During development, creator Gerry Anderson was invited to act as creative consultant, but was left out when the studio felt there were enough employees on the payroll acting as part of the creative team. The studio offered him $750,000 (£432,000) to attend the premiere but Anderson could not accept money from people he had not worked for. He eventually saw the film on DVD and was disappointed, declaring "It was disgraceful that such a huge amount of money was spent with people who had no idea what Thunderbirds was about and what made it tick." He also said that it was "the biggest load of crap I have ever seen in my entire life".

Co-creator Sylvia Anderson, and the one responsible for character development, was given a private screening of the film and attended the London premiere. She expressed a far different opinion to that of her former husband, stating "I felt that I'd been on a wonderful Thunderbirds adventure. You, the fans, will I'm sure, appreciate the sensitive adaptation and I'm personally thrilled that the production team have paid us the great compliment of bringing to life our original concept for the big screen. If we had made it ourselves (and we have had over 30 years to do it!) we could not have improved on this new version. It is a great tribute to the original creative team who inspired the movie all those years ago. It was a personal thrill for me to see my characters come to life on the big screen."

=== Legacy ===
Though Thunderbirds has had a negative reputation with many fans of the original franchise, cast members frequently speak about the film having devoted fans, especially those who were children when the film was released. The film is occasionally critically reassessed, and cast members frequently praise their time working on the film; Sophia Myles has said "It was amazing... I only have the fondest of memories of making that film, [and] quite frankly I don't really care what anyone else thought... for me it was one of the best times of my life." Dominic Colenso, who moved to a career as a communications expert, often describes himself as a "Former Thunderbird".

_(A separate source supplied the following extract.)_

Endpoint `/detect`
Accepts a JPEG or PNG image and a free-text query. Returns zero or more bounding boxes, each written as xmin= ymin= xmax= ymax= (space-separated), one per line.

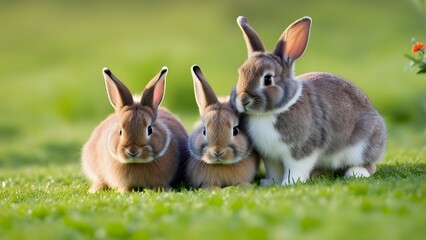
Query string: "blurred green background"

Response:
xmin=0 ymin=0 xmax=426 ymax=167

A 60-foot model of Thunderbird 3, based on Dominic Lavery's design for the film, was created by ZenithOptimedia to market the film, and stood in Trafalgar Square close to the film's release. It was subsequently displayed in Blackpool (at one point being decorated with images from Pablo Picasso's Guernica) until early 2008, when it was purchased by Eastern Airways; at present it remains on display at Humberside Airport.

== Soundtrack ==
- "Thunderbirds Are Go" – performed by Busted

== Home Media ==
The film was released on DVD and VHS on 15 November 2004 in the UK and Ireland, and 21 December in the US and Canada.